What began as a routine appropriations negotiation devolved into open warfare between Senate Republicans and the White House over President Trump's proposed "anti-weaponization fund"—a $2 billion discretionary pool intended to compensate individuals the administration deems victims of politically motivated prosecution. By Wednesday, the chaos had metastasized: senators abandoned a planned vote on immigration enforcement funding, leadership publicly contradicted itself within hours, and at least four Republican senators threatened to block all further business until the fund was stripped from the budget.
The anatomy of a collapse
The anti-weaponization fund was always constitutionally suspect—essentially executive branch reparations distributed without judicial review. But what killed it politically wasn't constitutional scruple; it was the realization among vulnerable 2028 senators that voting for a fund widely perceived as a Trump loyalty test would be used against them in swing states. Susan Collins of Maine and Lisa Murkowski of Alaska were the first to publicly defect. By Tuesday, they'd been joined by Thom Tillis and, more surprisingly, John Cornyn, who called the fund "a solution in search of a problem" during a closed-door caucus meeting.
The White House responded with characteristic restraint: a Truth Social post calling the dissenters "RINOs who hate justice" and a threat to primary all four. This had the predictable effect of hardening opposition rather than softening it.
Immigration becomes collateral damage
The more consequential casualty was the immigration enforcement package, which had genuine bipartisan support and was expected to pass with 60-plus votes. Republican leadership had bundled it with the anti-weaponization fund in a procedural gambit designed to force Democrats to choose between border security and opposing Trump. Instead, the gambit forced Republicans to choose between their own members.

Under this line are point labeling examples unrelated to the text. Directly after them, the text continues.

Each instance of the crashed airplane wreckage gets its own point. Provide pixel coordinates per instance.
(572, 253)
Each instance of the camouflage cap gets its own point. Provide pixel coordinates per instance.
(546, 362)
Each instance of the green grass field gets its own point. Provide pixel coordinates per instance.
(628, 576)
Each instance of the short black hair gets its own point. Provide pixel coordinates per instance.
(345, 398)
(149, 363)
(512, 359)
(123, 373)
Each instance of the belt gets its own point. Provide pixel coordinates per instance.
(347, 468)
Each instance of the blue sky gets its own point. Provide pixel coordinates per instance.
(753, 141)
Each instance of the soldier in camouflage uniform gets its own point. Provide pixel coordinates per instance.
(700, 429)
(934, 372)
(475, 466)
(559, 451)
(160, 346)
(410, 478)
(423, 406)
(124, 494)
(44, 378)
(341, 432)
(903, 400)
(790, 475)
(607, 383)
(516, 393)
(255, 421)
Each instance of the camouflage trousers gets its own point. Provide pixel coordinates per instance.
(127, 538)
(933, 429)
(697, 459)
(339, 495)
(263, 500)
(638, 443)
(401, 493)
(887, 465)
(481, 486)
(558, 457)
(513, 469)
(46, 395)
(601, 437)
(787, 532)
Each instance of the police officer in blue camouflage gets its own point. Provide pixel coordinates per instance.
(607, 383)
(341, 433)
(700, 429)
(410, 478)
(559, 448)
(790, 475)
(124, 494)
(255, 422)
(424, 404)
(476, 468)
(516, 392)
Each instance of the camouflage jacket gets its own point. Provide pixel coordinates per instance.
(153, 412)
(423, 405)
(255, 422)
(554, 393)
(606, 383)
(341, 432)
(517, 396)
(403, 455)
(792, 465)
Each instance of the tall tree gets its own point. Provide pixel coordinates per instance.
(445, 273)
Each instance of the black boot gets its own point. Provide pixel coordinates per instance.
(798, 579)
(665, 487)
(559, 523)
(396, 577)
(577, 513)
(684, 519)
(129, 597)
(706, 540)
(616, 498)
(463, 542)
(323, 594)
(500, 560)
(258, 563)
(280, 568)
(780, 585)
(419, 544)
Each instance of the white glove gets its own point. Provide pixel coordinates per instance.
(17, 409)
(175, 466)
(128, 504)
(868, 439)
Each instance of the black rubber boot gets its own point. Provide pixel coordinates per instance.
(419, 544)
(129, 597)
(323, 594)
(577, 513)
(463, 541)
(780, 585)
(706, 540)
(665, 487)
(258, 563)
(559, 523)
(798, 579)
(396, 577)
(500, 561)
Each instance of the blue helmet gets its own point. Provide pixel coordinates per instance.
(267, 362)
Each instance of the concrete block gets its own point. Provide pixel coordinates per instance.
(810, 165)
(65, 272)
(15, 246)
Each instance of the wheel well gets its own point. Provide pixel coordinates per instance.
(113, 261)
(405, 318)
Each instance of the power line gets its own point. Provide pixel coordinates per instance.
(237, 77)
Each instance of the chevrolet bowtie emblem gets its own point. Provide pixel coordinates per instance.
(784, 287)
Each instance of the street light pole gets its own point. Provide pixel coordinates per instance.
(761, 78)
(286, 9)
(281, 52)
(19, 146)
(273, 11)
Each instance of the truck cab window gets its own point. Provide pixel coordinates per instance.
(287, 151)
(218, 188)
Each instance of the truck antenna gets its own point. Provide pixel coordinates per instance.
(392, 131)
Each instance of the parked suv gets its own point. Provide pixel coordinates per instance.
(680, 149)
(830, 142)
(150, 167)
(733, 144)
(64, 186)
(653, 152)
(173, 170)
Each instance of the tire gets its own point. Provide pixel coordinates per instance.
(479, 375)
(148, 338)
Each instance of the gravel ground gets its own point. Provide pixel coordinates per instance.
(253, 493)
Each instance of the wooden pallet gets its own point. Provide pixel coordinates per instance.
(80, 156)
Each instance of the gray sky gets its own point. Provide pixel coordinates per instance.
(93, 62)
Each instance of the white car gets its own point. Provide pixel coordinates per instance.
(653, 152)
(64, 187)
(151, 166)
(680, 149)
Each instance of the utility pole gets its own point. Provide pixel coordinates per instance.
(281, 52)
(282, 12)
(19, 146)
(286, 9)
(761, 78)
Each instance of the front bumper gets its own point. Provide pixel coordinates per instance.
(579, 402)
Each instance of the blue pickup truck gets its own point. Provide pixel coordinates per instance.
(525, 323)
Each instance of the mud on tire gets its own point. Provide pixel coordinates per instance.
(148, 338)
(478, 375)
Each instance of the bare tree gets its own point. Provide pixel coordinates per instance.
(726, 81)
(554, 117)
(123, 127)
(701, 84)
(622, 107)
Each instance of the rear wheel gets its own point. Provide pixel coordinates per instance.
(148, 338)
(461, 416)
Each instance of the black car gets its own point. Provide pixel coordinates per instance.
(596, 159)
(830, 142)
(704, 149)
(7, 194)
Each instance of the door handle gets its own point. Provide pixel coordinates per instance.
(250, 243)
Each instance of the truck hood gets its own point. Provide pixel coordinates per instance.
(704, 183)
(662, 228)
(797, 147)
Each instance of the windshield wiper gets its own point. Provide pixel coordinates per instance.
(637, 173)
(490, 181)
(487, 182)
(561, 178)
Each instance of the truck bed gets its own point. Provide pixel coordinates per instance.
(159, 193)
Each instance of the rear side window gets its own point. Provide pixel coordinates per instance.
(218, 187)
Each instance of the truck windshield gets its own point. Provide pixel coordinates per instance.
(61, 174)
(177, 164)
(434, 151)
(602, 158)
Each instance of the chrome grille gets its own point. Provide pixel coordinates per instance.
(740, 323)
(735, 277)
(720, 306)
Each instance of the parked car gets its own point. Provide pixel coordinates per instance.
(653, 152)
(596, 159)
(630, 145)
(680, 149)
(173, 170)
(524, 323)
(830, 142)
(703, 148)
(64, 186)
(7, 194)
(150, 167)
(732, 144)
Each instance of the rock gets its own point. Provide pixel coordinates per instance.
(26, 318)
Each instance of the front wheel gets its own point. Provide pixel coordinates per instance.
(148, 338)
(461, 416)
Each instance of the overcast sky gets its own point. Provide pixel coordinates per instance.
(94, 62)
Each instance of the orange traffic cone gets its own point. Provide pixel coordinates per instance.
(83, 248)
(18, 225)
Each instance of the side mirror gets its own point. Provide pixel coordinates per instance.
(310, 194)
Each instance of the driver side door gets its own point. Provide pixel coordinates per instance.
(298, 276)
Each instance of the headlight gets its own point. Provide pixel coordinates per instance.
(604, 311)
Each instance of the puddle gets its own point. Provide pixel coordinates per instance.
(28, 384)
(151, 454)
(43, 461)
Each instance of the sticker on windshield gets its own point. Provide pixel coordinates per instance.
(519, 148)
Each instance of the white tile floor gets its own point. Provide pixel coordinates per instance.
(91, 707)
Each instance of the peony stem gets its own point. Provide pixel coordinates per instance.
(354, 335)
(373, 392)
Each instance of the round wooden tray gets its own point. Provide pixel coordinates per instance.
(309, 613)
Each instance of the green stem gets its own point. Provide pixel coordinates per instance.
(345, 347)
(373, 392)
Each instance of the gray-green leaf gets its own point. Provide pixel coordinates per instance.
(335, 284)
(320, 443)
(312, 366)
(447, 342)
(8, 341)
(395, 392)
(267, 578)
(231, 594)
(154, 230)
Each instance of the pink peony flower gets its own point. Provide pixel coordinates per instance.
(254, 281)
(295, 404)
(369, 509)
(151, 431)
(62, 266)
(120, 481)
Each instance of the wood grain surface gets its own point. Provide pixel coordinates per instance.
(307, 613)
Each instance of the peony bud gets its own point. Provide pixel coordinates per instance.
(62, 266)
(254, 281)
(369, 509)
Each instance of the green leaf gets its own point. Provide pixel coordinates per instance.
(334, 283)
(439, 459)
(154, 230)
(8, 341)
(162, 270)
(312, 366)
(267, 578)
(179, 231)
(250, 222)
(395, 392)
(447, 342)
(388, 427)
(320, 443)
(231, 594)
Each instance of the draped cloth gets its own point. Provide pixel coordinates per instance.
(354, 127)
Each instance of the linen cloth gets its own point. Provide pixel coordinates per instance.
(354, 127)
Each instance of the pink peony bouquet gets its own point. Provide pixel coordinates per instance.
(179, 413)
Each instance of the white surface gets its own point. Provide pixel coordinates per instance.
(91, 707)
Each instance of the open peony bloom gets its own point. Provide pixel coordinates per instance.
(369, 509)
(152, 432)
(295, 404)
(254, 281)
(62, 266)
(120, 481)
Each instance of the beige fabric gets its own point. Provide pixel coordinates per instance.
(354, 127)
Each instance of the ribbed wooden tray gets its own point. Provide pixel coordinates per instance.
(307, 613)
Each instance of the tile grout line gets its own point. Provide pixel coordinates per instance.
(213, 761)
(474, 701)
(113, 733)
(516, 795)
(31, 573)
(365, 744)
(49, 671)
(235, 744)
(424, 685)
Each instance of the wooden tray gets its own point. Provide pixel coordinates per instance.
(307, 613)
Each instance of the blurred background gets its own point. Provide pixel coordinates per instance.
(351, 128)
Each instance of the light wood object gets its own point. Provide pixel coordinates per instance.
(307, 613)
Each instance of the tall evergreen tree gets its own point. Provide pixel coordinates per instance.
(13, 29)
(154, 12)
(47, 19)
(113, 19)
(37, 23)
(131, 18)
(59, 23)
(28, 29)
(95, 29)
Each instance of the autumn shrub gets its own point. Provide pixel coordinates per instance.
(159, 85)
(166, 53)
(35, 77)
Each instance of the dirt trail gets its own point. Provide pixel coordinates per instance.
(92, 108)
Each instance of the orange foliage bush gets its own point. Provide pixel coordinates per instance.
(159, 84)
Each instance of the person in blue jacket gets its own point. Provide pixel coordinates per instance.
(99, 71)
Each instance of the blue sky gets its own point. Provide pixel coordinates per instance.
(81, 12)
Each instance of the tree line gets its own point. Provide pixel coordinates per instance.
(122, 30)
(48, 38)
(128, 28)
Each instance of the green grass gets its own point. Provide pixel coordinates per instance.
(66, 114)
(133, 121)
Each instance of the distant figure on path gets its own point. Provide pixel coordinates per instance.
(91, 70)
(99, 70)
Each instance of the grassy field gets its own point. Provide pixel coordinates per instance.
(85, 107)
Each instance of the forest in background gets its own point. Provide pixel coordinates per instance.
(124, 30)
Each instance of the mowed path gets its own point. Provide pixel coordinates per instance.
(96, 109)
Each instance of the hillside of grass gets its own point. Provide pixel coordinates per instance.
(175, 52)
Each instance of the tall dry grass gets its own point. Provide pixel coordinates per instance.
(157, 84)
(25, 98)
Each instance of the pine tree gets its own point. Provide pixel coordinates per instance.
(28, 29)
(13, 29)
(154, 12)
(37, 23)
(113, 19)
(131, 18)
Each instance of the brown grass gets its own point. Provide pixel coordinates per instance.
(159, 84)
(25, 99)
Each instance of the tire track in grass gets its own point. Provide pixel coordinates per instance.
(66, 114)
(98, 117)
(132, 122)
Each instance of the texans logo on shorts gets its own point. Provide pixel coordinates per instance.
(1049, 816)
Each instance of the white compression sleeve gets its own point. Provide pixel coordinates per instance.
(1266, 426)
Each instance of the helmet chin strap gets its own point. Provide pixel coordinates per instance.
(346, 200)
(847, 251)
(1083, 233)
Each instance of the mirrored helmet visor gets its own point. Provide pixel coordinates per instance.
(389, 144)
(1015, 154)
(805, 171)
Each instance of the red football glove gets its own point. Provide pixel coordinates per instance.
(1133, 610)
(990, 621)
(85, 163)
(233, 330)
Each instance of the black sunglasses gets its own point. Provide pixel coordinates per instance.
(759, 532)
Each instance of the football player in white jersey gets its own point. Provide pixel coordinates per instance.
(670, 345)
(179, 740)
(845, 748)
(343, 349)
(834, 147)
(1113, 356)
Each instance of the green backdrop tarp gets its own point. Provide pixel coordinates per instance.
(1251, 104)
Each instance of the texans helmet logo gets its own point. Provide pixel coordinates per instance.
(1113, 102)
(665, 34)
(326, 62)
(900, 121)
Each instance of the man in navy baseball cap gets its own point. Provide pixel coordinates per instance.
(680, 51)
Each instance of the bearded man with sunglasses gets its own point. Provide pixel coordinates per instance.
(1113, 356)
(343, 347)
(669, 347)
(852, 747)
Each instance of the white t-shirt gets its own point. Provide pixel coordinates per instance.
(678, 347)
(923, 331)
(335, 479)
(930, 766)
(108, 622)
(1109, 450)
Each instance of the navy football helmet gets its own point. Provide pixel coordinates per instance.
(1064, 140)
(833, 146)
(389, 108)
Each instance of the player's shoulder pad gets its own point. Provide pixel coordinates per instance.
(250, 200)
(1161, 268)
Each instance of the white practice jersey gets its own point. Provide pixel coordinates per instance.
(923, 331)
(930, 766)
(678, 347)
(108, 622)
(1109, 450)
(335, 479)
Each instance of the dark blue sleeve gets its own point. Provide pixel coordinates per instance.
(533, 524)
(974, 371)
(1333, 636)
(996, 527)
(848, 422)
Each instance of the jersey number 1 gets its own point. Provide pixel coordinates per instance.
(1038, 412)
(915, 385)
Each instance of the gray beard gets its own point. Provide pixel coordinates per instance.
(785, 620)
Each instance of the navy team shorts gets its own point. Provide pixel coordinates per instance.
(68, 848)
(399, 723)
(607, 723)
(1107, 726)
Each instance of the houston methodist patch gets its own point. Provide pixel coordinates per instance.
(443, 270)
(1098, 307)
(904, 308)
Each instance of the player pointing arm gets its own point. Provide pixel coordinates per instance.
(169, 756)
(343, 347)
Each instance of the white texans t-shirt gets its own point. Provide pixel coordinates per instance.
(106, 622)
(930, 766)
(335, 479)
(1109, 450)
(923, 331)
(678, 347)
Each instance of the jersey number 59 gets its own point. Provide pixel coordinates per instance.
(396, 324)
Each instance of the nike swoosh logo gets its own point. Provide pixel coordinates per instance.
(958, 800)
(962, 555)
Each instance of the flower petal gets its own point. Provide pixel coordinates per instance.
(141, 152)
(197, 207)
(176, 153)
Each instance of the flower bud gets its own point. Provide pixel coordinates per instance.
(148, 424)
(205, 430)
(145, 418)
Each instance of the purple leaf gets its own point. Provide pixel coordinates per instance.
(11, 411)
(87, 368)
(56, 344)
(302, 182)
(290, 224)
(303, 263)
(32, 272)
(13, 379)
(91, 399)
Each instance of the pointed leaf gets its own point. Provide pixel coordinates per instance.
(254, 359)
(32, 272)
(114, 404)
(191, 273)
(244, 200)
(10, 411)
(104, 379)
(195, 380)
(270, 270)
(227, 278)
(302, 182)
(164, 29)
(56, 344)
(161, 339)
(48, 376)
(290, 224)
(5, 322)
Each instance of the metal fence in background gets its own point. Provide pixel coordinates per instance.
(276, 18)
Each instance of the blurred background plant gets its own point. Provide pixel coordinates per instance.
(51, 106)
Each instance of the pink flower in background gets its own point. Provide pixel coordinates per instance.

By Wednesday afternoon, Majority Leader John Thune announced the chamber would recess without voting on either measure—a stunning admission that he couldn't whip his own caucus on the president's top legislative priority. The immigration package, which included $14 billion for border infrastructure and expedited asylum processing, now faces an uncertain future.
Our take
This is what happens when a political party mistakes dominance for competence. Republicans hold the White House, the Senate, and the House, yet they cannot pass legislation their own voters overwhelmingly support because they've made loyalty to one man's grievances the organizing principle of governance. The anti-weaponization fund was never serious policy; it was a purity test dressed in appropriations language. That it brought down an actual border security bill—the issue Republicans have campaigned on for a decade—is a fitting epitaph for a party that has forgotten what governing is for.